The whole idea of using the mnesia database is to process the messages reliably in the case of ejabberd server crash.
To achieve this we use a pid field in the record of every message. There is a pid field for every message record that contains the pid of the process that is processing this message. Initially it is undefined(When the message arrives at the filter_packet hook) but after when the message processing method is spawned it updates the pid in the record in the mnesia database.
So if the server crashes on reboot in the modules start method all the messages are iterated and checked if the pid is alive(is_process_alive), if not alive then spawn the processing method on the message which will update with the new process pid, process the message and delte once done.
Drawbacks
The drawback of this method is that even if a message has to be delivered far in the future(next month or next year) still a process is running for this message and there are as many processes running as there as many messages.
Approach 3:
To over come the drawbacks of Approach 2, scan the database every hour and accumulate the messages that has to be delivered only for the next hour and process it.

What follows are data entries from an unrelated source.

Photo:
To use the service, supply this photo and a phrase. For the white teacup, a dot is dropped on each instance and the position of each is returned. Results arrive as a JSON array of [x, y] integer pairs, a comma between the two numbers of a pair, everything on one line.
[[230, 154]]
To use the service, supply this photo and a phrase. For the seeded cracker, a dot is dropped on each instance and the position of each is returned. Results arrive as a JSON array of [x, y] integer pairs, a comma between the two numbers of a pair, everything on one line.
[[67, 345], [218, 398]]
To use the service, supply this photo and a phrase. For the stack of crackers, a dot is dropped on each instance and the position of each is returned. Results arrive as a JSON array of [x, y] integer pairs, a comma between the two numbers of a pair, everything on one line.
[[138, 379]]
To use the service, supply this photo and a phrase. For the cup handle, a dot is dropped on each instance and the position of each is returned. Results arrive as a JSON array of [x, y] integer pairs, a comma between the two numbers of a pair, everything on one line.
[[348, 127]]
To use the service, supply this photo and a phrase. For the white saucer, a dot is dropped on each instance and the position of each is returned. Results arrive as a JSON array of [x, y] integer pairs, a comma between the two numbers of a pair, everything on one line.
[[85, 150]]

The drawback with this approach is that the database is scanned every hour that might impact performance.
Approach 4:
To over come the performance of Approach 3, we can create tables for every year_month and spawn the message processing function only on the current months table.

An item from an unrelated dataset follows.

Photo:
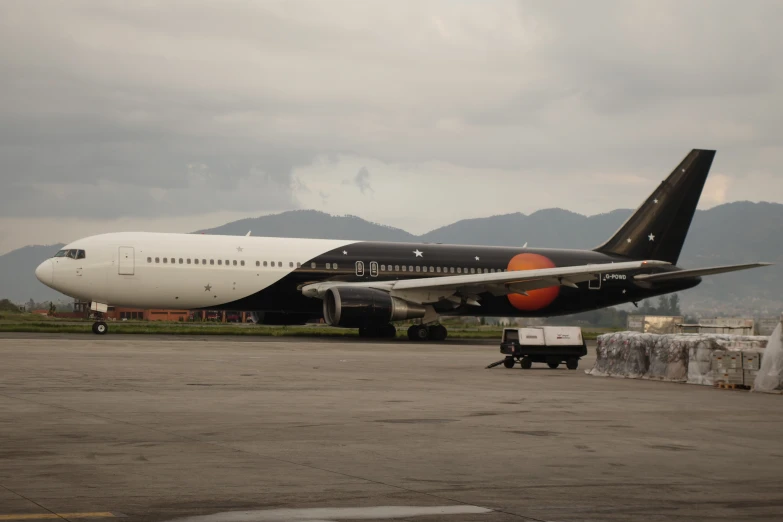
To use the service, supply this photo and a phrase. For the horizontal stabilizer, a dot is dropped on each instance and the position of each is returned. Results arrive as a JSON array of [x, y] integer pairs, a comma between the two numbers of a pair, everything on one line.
[[695, 272]]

What other approach is best suited for this use case using mnesia database?

Even though it's an old question, but it may one day become an issue for somebody else.
I think mnesia is the wrong choice for this kind of data store use case.
Redis from version 2.8.0 has a keyspace event notification features when certain operations are performed including key expiration commands set by EXPIRE, EXPIREAT and other variants. This information can reach your code by the PUBSUB feature. See Redis Keyspace Notifications
on how to start.
Generate a unique key(K) probably UUID for every birthday message.
Store the message, the entire XML, to send under the given generated K.
Store this message key as a value under a key called K:timer using the SET command with TTL set to the time difference between now and the birthday timestamp in seconds, OR use the EXPIREAT to set the message expiration time to the Unix timestamp of the birthday itself. When TTL expires, pubsub clients get notified of the event with the information of the key to expire K:timer. Extract the K and fetch the message with it. Send your message and delete it afterwards.
ISSUES TO CONSIDER:
1: Multiple pubsub clients may get notified of the same expiration event. This may cause the same message to be sent more than once. Implement some sort of locking to prevent this.
2: Redis PUBSUB is a fire and forget message passing construct. So if a client goes down and comes up again, it may have missed event notifications during this time window. One way to ensure reliability is to store the key, K, under different key variants of K:timer, K:timer:1, K:timer:2, K:timer:3,... at increasing TTL offsets(1, 2, 3, minutes in between) to target a worst time window during which the unavailable client may become available.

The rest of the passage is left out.